DEAR DIARY : Every person makes his own prison
What you need to know:
- A person whose mind is not free, even though he may not be in chains is a slave
Only in places like America are a few people-mostly celebs-allowed to self-surrender after they are found guilty of a crime. Lauryn Hill recently went to Federal Correctional Institution to serve her three-month term for tax evasion. With privileges like these, what would happen in Africa?
The second time, I went to prison, I wasn’t checking myself in; I’m a law-abiding citizen. A good friend had got into a situation and I was part of the rescue mission. Those were the longest 30 minutes of my life. But not as long as the Zimmerman case that has dragged on from February when Trayvon Martins was shot, till recently when the controversial not-guilty verdict was given. I’ve followed the Zimmerman case and I feel sorry. Sorry for the Martins, Americans, Zimmerman but mostly for humanity.
In more ways than one, we look for freedom like it’s the last thing in the world but when we finally have it; we act like it’s not the type we subscribed for. My first prison experience caught me young. Probably too young to understand how I limited my potential by enclosing myself in a tiny cage. I remember Faith; the girl from my primary school, who held me captive most of my life-in primary school.
She viciously made her way to the top of my class and stayed put, right there as if her name was imprinted on that spot. I read, dipped my feet in water but life went on oblivious of my obsession with Faith. The more I pushed, the higher she leaped.
Many people developed faith in her and she became a hero; but in my life she was a dark cloud that had refused to go away. Like a tornado, she caused havoc in my life. My heart was green with envy and deep down I knew that in my very near future, I had to be Faith. I talked, dressed and looked at people straight in the eye, like she did. She almost introduced me to Jehovah Witnesses club.

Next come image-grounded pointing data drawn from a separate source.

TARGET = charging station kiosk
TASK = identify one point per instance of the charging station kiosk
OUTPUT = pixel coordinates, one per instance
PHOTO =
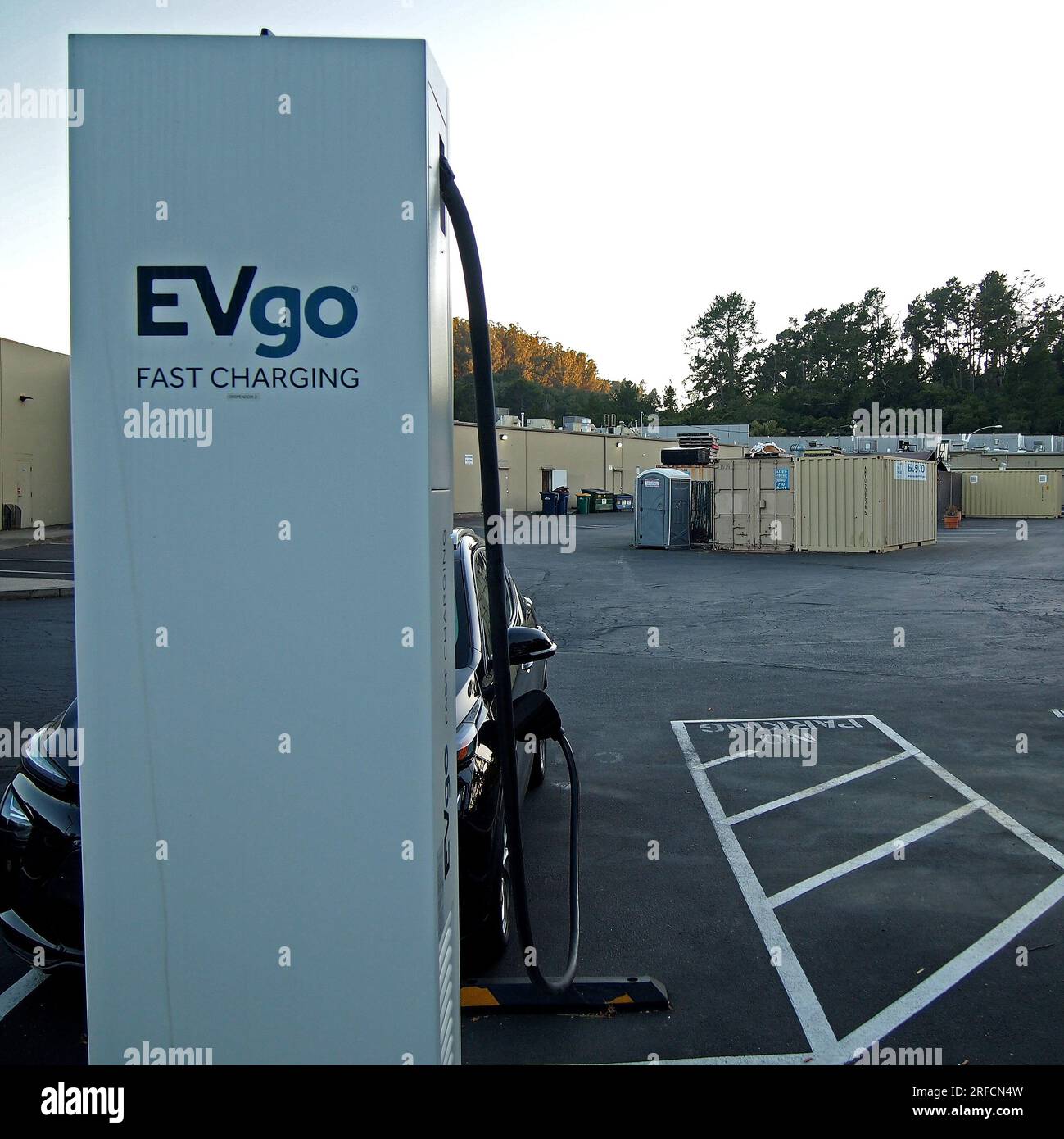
(260, 405)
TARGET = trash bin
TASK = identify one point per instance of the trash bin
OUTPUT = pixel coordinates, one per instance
(600, 500)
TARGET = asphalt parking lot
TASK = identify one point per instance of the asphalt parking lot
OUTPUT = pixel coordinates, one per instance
(772, 898)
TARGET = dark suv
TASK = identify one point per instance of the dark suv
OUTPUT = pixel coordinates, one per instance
(40, 818)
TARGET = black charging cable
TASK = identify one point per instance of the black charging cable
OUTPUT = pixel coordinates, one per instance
(491, 501)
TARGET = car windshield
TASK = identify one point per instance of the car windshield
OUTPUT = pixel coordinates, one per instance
(462, 647)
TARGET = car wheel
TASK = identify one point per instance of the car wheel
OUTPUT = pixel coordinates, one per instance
(491, 942)
(538, 769)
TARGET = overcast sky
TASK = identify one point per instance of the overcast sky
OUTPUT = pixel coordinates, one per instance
(626, 162)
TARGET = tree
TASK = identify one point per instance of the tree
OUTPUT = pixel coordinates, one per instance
(722, 347)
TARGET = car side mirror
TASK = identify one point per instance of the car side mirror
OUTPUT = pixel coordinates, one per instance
(528, 645)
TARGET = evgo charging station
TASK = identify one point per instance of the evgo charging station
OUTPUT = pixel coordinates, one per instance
(262, 435)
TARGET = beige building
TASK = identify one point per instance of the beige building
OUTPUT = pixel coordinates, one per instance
(532, 461)
(35, 449)
(34, 437)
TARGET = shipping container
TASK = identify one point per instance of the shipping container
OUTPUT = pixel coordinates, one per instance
(865, 504)
(824, 504)
(754, 504)
(1011, 493)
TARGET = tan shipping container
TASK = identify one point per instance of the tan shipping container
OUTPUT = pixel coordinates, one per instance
(824, 504)
(865, 504)
(1011, 493)
(754, 504)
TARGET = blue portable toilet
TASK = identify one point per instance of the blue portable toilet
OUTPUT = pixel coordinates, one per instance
(663, 508)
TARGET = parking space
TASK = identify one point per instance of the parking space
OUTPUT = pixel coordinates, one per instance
(888, 914)
(696, 864)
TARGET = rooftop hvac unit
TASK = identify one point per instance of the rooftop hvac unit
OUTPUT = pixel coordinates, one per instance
(686, 457)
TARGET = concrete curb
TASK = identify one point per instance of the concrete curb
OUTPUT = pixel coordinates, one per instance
(20, 595)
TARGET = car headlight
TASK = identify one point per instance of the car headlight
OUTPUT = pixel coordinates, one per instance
(12, 814)
(38, 762)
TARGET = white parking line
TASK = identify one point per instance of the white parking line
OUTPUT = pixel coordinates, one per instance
(826, 1048)
(838, 782)
(963, 788)
(950, 973)
(873, 855)
(804, 1001)
(22, 989)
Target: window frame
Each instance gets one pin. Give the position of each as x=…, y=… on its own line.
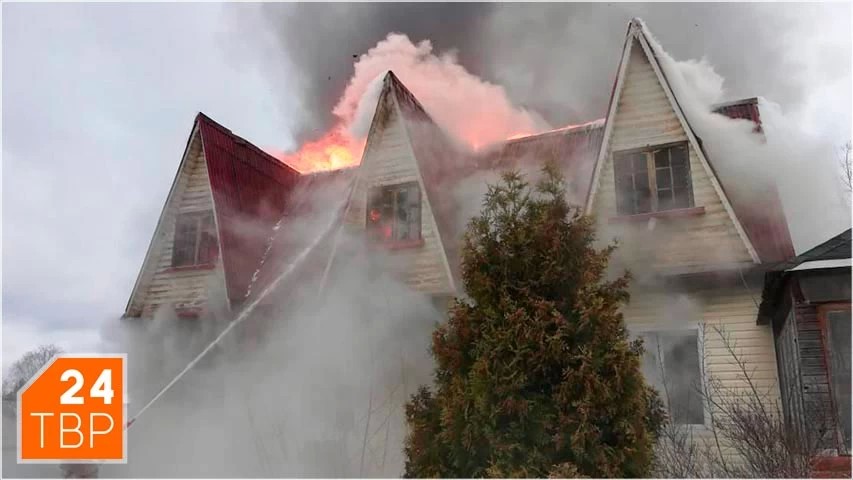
x=651, y=172
x=376, y=192
x=198, y=216
x=823, y=322
x=635, y=331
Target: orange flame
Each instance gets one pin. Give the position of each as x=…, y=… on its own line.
x=336, y=149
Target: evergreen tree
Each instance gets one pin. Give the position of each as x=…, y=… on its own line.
x=535, y=375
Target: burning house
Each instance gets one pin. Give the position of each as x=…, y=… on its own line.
x=698, y=239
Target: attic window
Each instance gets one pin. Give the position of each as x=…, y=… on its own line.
x=195, y=239
x=653, y=179
x=672, y=364
x=394, y=213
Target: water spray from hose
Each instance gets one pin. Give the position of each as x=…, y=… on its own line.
x=249, y=308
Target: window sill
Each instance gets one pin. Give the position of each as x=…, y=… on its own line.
x=403, y=244
x=679, y=212
x=190, y=268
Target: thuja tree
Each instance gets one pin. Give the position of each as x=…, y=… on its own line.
x=535, y=374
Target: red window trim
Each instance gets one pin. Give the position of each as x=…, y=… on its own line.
x=189, y=268
x=674, y=213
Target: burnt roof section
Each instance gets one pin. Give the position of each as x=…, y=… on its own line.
x=314, y=196
x=836, y=248
x=250, y=192
x=746, y=109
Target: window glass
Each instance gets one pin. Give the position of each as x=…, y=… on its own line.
x=672, y=365
x=195, y=239
x=652, y=180
x=393, y=213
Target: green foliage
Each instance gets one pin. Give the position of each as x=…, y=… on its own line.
x=535, y=375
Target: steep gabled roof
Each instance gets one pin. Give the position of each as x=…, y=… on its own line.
x=746, y=109
x=824, y=255
x=250, y=193
x=761, y=224
x=314, y=194
x=573, y=149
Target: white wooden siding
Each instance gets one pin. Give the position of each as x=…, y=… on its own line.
x=733, y=310
x=644, y=118
x=164, y=287
x=389, y=161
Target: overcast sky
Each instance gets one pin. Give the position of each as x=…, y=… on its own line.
x=98, y=101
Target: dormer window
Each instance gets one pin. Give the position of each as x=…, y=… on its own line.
x=652, y=179
x=394, y=213
x=195, y=239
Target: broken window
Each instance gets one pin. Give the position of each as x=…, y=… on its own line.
x=652, y=180
x=394, y=213
x=195, y=239
x=672, y=365
x=838, y=342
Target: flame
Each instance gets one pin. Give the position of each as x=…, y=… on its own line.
x=338, y=149
x=335, y=149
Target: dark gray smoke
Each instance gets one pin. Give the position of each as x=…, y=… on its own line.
x=322, y=40
x=560, y=59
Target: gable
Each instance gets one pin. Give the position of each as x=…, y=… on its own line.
x=158, y=283
x=250, y=190
x=390, y=159
x=643, y=114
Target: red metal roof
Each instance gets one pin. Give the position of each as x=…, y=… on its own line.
x=250, y=193
x=252, y=189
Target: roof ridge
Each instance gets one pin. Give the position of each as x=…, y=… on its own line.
x=201, y=116
x=731, y=103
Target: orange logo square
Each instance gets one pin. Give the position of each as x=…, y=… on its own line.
x=74, y=409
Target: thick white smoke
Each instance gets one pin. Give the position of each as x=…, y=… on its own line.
x=798, y=160
x=473, y=110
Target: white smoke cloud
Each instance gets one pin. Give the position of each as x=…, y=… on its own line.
x=798, y=160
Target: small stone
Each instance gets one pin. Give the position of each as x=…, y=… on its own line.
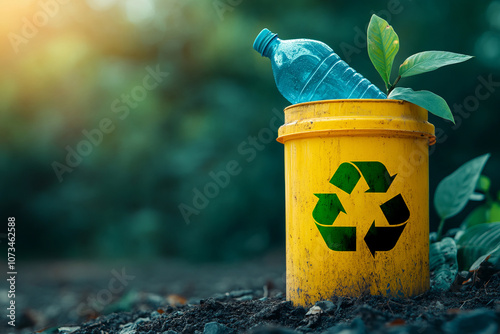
x=326, y=305
x=194, y=301
x=217, y=328
x=314, y=310
x=478, y=321
x=245, y=298
x=267, y=329
x=67, y=330
x=240, y=293
x=357, y=326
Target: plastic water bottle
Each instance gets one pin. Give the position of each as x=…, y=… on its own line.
x=308, y=70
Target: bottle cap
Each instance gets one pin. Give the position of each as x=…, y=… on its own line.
x=262, y=40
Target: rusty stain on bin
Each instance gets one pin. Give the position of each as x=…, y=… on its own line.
x=357, y=199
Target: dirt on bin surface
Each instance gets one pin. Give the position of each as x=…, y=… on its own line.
x=177, y=297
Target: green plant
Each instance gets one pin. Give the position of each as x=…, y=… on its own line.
x=477, y=242
x=383, y=45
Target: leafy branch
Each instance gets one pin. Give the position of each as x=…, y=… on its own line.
x=383, y=45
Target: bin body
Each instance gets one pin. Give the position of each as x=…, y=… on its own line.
x=357, y=199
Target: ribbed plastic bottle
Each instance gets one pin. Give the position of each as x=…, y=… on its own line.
x=308, y=70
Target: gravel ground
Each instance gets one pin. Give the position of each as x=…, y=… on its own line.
x=176, y=297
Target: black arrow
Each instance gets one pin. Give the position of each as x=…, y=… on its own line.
x=376, y=175
x=383, y=238
x=338, y=238
x=346, y=177
x=395, y=210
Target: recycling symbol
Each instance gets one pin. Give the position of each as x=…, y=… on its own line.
x=343, y=238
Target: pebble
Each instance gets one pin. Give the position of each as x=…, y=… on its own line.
x=314, y=310
x=478, y=321
x=326, y=305
x=245, y=298
x=239, y=293
x=357, y=326
x=217, y=328
x=268, y=329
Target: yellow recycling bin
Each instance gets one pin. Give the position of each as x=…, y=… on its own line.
x=357, y=199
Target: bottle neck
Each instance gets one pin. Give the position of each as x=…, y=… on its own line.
x=271, y=46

Then, the world was my oyster but I used the wrong fork. Now I know better that such is life.
We will be imprisoned in a room with a door that’s unlocked and opens inwards; as long as it does not occur to us to pull rather than push. Anger, jealousy, insecurity and many emotional ‘crimes’ consume our mind body and soul prompting us to think and act like the object of our obsession. We want to be darker, taller, and sexier like the person or situation on the other side.
In the wonderful world of self-imprisonment, there is always a price to pay: For admission, you get an array of illnesses, a nearly irresistible urge to revenge and an inferiority complex. Trying to free yourself once you have checked into your ‘cell’ is like freezing ice in the sun.